Brits in demand as Beijing prepares for Games
The success of the Sydney Olympics was a great boon for any Australian associated with the Games.
Almost as soon as the Games finished anyone else who wanted to stage sporting events wanted an Australian as an adviser. If the Australian could show his Sydney badge then he was certain to be hired.
Many Australian consultants played a big role in the Athens Olympics. London is still five years from staging the Games but the success of the London 2012 bid, defeating four other major world cities - Paris, Madrid, New York and Moscow - has meant that those who worked for the London bid are much sought after.
Not surprising then that earlier this week when I boarded the BA plane to Beijing to report on an Olympic meeting being held in the Chinese capital, who should I see in front of me but Mike Lee, the man who masterminded the London PR team and has now set up his own PR operation.
Mike is an adviser to Salzburg’s bid for the 2014 Winter Games and is much sought after.
From Beijing he flies to Dakar in Senegal, where he is advising the president of the IAAF, the world governing body for athletics.
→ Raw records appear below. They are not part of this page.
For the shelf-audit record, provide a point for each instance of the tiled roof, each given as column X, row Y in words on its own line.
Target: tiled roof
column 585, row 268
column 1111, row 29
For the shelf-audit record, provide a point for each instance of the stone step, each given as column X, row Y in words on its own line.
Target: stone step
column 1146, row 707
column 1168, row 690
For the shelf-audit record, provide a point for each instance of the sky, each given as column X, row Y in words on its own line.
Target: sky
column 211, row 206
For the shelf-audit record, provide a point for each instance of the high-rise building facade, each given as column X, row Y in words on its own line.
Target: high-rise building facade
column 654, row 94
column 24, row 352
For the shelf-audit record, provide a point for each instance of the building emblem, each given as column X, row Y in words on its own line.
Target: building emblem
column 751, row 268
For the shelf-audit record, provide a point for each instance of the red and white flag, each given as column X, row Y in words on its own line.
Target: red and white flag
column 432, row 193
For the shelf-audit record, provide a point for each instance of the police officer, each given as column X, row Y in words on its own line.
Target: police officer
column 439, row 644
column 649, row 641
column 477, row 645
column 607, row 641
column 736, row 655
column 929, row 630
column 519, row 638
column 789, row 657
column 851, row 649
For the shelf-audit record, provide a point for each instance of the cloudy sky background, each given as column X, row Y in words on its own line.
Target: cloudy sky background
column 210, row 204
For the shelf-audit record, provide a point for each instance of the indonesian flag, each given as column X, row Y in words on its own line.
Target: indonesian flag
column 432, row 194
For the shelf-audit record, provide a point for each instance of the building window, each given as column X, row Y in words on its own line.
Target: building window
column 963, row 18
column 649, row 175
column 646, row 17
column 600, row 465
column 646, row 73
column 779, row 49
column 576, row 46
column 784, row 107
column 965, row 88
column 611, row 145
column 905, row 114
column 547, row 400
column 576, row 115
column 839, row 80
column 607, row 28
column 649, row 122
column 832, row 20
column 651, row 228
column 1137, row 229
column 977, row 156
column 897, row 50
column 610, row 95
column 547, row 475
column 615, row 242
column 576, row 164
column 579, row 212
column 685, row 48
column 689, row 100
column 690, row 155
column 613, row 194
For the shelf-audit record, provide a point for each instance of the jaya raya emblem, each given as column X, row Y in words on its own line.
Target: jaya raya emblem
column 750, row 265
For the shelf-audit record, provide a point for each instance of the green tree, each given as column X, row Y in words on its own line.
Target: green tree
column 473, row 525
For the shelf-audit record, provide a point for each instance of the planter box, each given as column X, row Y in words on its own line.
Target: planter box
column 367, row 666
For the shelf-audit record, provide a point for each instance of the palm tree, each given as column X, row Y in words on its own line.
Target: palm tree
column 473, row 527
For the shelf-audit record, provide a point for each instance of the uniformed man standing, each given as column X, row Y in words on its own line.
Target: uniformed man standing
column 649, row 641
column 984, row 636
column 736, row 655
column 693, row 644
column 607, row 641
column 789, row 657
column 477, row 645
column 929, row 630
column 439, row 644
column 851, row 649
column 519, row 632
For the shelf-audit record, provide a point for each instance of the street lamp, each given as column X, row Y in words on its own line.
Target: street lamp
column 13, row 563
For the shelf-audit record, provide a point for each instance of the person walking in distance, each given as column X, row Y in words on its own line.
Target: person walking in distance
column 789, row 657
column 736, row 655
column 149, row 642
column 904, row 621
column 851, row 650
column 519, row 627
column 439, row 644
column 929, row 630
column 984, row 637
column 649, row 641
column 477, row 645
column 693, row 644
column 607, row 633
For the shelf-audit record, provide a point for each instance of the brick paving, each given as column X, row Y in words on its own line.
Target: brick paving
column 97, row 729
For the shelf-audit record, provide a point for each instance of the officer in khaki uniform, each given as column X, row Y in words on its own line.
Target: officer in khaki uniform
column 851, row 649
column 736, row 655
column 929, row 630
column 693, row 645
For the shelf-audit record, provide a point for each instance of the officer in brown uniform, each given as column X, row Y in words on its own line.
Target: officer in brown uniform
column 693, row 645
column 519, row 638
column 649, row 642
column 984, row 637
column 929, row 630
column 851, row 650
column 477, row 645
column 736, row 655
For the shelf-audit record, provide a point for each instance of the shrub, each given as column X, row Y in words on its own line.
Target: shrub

You could say Lee’s success is already an example of the legacy the successful bid has created.
Imagine when London do stage a successful games what the legacy will be for those associated with the London Games. Watch out Australians, the British are coming.
This was my third visit to Beijing in the last few years and, as always, I was struck by how fast the city changes.
Gone is the city I first saw back in the spring of 2001 when Beijing was bidding for the Games. Indeed, I would say the city has changed even more dramatically since November 2005, my last visit, with new hotels and high-rise buildings springing up.
As I drove into town from the airport parts of the Beijing landscape had more than a fleeting resemblance to Manhattan.
Yet the Chinese have done their rebuilding in such a way that every new building looks much like the previous newly-built place.
The impression is that you have been there before, only to discover the place has been built since your last visit.
However, what has not changed much yet is the knowledge of English. I was told that 45% of the city's population speak English.
Yet in taking taxis, we had to make sure we always wrote down the place we were hoping to go to in the Chinese language.
Even those who speak English have a limited understanding. I had a vivid illustration of this when I asked at my hotel how I could find out about train times in and out of Beijing. I was directed to go to the business centre. But the lady there told me very fiercely that she had no information on trains and such information was not available.
After some effort and talking to various people at the hotel, I finally discovered that the only way I could find the information was by visiting the Beijing railway station.
I am sure by the time the Games start next summer the volunteers will know a lot more English. I know those of us who come from the English-speaking world expect everyone to speak English, but the Chinese are aware their Olympic visitors are unlikely to speak much Chinese.
Talking of Olympic visitors, one feature of every Games I have covered is that when you arrive in an Olympic city with an Olympic accreditation pass, you are certainly on a different level - a lot higher - than the hoi polloi, ensuring you are welcomed by local officials.
My visit this week was on the occasion of Sport Accord, an annual conference bringing together everyone associated with the Olympic Games and associated international federations.
The moment my producer Jon Buckley and I arrived at the airport we were met by officials of Sport Accord and whisked through immigration and customs.
On the way back there was also a special lane marked Olympic Lane Sport Accord. Just as well, as the queues for security and immigration looked forbidding.
Beijing Airport can be confusing. You have to fill out a form and go through customs before you reach the check-in desks. But wearing our Sport Accord badges, we did not have to worry about the herd and long may such special Olympic treatment continue.
I am told that while the traffic looks impossible at the moment, come the Games it will be such special Olympic treatment that will make sure most of the cars disappear.
The process may be helped by the fact that many of the cars are government-run, and it only requires an order from the top for them to be taken off the roads.